A: Stealers can be used to create both low latency applications and high throughput applications. For example, on the low latency side it can be used to create algorithmic trading applications that can process feeds from tens of thousands of symbols and process them using thousands of trading strategies using a distributed cluster of a hundred or even five hundred computers. Or one can build faster trading exchanges that process millions of transactions per second (TPS) compared to current ones that do about 200,000 TPS.
An example of a high throughput application would be processing 10 events per second from 200 million smart meters across the U.S. - in effect, two billion events per second. Or you may be monitoring 400,000 racks across 20 data centers in real time and raising alerts for someone to take pre-emptive failure measures. If each machine is sending 500 metrics, then you could do 200 million events per second, which is a great use case for Stealers.
Q: Is Stealers a product in itself, or is it being used in SunGard's products?
A: Stealers is a production-ready technology framework. We hope to use Stealers to help solve large scale challenges our customers have, and also support the next generation of SunGard’s financial and energy products and platforms.
Q: How does Stealers compare with other similar developments - such as the open-source Disruptor (pioneered by brokerage LMAX), BackType's Storm or Yahoo S4?
A: Both Yahoo S4 and Storm are distributed systems, while Stealers and Disruptor are just the core around which we would need to build a distributed system and then build an application on top of that. But considering the value that Disruptor and Stealers bring, the effort of having to build a distributed system around it is well worth it.
Stealers’ throughput surpasses that of Disruptor. Disruptor delivers a throughput of about 40 to 80 million events per second at latencies of 1200 nanoseconds, while Stealers does 2.7 billion events per second and latencies of 4200 nanoseconds. Disruptor uses mechanical sympathy, thread affinity while Stealers doesn’t use any hardware specific optimisations and is able to perform better solely based on a superior algorithm. Disruptor also uses a bounded cyclic buffer while Stealers uses unbounded system memory limited by the physical memory installed on the machine. Also, Stealers is a configuration-less system, so to build an application you just need to add the Stealers library and build around it without worrying about affecting anything else.

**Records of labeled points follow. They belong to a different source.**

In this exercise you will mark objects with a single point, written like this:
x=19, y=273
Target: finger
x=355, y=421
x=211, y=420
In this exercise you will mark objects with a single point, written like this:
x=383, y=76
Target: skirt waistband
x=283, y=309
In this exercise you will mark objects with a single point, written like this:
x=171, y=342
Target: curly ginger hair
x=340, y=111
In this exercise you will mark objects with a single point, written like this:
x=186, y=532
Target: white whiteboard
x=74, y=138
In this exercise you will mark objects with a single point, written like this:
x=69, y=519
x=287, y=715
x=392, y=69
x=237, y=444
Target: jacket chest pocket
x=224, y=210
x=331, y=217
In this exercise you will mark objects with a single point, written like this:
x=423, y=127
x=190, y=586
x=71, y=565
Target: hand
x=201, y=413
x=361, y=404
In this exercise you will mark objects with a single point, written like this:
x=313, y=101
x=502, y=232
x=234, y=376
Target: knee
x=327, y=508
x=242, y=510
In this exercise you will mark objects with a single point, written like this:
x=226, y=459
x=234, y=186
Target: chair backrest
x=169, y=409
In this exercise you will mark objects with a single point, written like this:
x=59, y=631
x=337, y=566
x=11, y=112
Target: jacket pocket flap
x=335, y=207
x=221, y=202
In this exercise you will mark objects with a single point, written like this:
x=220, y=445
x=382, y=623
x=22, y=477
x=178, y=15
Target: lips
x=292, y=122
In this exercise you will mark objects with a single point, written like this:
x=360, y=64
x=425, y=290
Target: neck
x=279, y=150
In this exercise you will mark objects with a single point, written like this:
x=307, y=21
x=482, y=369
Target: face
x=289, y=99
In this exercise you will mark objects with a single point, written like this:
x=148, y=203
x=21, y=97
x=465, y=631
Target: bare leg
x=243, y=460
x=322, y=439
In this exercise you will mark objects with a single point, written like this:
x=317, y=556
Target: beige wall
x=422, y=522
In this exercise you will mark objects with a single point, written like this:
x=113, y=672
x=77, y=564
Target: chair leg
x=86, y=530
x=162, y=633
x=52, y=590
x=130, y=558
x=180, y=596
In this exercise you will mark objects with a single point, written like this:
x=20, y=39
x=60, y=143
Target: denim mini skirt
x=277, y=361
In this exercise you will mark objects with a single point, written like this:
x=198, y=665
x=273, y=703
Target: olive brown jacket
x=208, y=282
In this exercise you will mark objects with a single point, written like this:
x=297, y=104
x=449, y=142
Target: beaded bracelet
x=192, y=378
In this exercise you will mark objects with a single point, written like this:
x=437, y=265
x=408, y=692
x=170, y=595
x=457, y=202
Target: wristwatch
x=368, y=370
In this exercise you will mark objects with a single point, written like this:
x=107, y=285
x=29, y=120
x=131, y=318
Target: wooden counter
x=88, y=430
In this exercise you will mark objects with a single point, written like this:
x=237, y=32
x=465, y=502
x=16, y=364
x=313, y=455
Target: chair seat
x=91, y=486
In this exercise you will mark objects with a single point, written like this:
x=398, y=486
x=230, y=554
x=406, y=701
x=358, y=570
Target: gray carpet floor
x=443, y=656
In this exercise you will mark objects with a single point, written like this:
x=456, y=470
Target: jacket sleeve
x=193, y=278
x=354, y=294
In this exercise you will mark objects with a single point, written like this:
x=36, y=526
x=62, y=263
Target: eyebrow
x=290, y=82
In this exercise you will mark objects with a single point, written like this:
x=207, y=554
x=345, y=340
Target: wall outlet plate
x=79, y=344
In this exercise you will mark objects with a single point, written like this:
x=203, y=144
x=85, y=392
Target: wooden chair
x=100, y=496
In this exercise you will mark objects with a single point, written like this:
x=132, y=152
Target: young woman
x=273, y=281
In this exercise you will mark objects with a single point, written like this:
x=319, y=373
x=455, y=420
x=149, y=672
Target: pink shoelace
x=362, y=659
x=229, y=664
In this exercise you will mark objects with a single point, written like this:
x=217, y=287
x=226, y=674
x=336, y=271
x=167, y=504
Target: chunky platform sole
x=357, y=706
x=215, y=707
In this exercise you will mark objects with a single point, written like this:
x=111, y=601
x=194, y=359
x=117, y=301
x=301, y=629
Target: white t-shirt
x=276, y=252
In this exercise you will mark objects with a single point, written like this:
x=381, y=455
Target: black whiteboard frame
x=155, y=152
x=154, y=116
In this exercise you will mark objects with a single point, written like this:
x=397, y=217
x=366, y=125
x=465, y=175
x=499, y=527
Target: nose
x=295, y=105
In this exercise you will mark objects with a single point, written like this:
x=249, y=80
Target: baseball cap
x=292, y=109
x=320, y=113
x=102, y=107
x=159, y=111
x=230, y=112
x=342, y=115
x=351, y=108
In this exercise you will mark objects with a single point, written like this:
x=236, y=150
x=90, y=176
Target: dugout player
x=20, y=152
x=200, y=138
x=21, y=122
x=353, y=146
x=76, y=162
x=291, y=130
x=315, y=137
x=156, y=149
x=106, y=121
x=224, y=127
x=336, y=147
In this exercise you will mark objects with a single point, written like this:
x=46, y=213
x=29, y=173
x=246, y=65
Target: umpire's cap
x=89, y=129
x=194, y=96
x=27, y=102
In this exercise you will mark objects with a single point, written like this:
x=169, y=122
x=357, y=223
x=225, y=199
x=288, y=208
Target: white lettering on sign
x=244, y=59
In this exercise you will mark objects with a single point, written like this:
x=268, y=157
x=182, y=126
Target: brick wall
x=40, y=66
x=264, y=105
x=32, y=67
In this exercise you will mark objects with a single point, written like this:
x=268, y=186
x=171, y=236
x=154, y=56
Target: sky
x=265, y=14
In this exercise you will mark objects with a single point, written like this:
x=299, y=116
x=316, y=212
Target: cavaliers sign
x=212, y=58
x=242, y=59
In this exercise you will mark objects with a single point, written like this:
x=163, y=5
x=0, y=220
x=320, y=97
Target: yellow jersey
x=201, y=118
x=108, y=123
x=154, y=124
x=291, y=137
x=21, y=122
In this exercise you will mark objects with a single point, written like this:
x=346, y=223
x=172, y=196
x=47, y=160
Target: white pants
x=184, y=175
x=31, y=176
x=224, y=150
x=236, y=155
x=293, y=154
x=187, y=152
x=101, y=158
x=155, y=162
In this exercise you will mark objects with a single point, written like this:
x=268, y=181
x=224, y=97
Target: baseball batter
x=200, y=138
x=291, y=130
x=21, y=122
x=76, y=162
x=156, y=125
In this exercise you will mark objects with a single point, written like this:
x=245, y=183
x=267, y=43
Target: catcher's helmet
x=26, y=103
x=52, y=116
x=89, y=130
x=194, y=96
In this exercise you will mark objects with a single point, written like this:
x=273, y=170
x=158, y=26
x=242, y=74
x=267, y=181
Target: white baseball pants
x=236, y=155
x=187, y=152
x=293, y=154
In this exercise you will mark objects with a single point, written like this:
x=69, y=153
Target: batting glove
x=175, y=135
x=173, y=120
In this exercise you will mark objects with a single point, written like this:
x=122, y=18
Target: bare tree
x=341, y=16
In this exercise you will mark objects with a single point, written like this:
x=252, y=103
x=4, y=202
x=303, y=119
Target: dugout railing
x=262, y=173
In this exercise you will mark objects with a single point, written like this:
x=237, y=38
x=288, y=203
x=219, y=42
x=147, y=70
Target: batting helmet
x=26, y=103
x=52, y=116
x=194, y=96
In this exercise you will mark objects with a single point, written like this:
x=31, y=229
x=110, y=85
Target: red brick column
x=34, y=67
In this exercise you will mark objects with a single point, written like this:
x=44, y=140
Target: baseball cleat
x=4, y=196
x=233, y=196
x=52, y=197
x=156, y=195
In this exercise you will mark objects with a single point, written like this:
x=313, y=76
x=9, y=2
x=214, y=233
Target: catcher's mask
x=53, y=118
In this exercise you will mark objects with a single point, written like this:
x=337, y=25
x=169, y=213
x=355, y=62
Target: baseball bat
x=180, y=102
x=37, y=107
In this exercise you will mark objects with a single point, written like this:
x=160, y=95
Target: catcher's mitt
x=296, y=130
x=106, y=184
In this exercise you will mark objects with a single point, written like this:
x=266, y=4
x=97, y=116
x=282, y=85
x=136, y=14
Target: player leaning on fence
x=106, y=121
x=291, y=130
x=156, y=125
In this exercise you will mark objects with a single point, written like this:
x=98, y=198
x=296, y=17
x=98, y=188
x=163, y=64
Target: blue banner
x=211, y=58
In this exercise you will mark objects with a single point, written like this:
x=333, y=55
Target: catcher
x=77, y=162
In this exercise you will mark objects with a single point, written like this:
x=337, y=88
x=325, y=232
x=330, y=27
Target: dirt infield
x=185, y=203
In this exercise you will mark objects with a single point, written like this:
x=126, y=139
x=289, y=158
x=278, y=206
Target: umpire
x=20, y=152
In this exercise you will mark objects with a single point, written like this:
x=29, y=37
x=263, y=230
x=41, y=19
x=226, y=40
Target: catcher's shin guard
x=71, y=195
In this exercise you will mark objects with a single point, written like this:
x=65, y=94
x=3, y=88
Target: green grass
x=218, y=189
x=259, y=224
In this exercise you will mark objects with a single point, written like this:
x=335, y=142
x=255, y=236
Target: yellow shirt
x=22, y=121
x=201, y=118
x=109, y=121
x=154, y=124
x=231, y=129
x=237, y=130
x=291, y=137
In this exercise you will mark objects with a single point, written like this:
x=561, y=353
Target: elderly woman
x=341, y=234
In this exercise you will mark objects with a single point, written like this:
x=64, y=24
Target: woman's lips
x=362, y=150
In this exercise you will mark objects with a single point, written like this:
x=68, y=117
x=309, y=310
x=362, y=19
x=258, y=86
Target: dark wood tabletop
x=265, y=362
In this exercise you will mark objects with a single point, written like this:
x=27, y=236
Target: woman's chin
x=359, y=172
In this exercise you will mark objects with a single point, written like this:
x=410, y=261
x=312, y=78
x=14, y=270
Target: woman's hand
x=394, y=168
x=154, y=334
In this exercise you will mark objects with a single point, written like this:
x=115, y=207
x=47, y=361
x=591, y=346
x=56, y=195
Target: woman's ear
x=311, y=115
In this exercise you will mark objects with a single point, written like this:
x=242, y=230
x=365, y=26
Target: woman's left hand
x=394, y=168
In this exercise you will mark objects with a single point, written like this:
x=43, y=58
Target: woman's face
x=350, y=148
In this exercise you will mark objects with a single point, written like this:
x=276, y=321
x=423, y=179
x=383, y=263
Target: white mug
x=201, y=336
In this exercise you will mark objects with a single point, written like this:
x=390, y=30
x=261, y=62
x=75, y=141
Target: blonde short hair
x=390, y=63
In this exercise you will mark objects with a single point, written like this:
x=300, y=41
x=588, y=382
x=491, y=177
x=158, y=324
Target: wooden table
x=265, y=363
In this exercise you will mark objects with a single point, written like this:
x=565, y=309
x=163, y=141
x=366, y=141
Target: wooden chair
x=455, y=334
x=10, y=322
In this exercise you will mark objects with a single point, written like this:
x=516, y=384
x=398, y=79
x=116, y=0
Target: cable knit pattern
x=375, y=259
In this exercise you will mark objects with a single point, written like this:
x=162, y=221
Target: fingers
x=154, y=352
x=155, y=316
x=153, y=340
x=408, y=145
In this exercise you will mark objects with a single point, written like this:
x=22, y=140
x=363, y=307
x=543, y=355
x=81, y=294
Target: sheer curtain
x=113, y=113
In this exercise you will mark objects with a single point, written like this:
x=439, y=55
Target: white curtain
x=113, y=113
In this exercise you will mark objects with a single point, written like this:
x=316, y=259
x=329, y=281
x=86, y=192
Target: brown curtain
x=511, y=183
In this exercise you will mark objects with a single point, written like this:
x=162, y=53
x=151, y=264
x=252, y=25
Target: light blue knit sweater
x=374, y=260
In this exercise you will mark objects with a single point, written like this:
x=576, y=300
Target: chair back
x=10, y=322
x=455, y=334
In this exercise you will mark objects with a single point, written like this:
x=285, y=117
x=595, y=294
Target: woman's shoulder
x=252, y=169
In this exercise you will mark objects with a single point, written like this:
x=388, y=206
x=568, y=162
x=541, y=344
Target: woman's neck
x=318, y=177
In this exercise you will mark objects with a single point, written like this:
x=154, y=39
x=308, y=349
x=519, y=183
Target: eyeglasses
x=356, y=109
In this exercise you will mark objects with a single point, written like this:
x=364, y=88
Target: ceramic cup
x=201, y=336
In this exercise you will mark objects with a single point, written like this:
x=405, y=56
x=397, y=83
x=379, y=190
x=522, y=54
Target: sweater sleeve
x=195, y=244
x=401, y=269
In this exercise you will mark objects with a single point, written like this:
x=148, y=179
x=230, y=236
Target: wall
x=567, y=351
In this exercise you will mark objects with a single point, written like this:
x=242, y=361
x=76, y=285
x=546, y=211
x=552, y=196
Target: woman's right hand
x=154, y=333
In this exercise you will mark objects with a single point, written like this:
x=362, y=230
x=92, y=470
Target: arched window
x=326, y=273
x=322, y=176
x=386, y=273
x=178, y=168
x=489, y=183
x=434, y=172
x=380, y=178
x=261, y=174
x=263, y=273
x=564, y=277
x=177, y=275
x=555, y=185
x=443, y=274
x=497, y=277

Storm and Yahoo S4 can be categorised as stream processing systems while Stealers is a general purpose concurrent programming framework. However, Stealers is not an actor framework like akka, and is not just a concurrent programming core implemented in Java. It is a high performance algorithm that doesn’t use anything specific from the Java runtime and can be easily implemented in any language.
Q: What's next for Stealers? And for your group?
A: Stealers has been divided into two API compatible frameworks, in which they have the same API but different back-end implementations. The first high throughput implementation does 2.7 billion events per second at 20-100 milliseconds 99.99% latency. The second low latency implementation does 100 million events per second at 4300 nanoseconds 99.99% latency.
Stealers as a core framework and algorithm is fully tested and stable. The next steps are to build a distributed system around it like Storm, Dempsy, S4 and HStreaming, which can then be quickly used by engineers to build applications on top of it. In addition, we would implement the core Stealers framework in other languages like C/C++, C#, Ruby, Python and others, depending on what our product teams and their customers require.
Stealers provides a low latency and high throughput general purpose concurrency framework. It is the building blocks of concurrent, low latency and high throughput applications. Where it will go next is to build a distributed, failover, reliable and an elastic dynamically configurable system around it.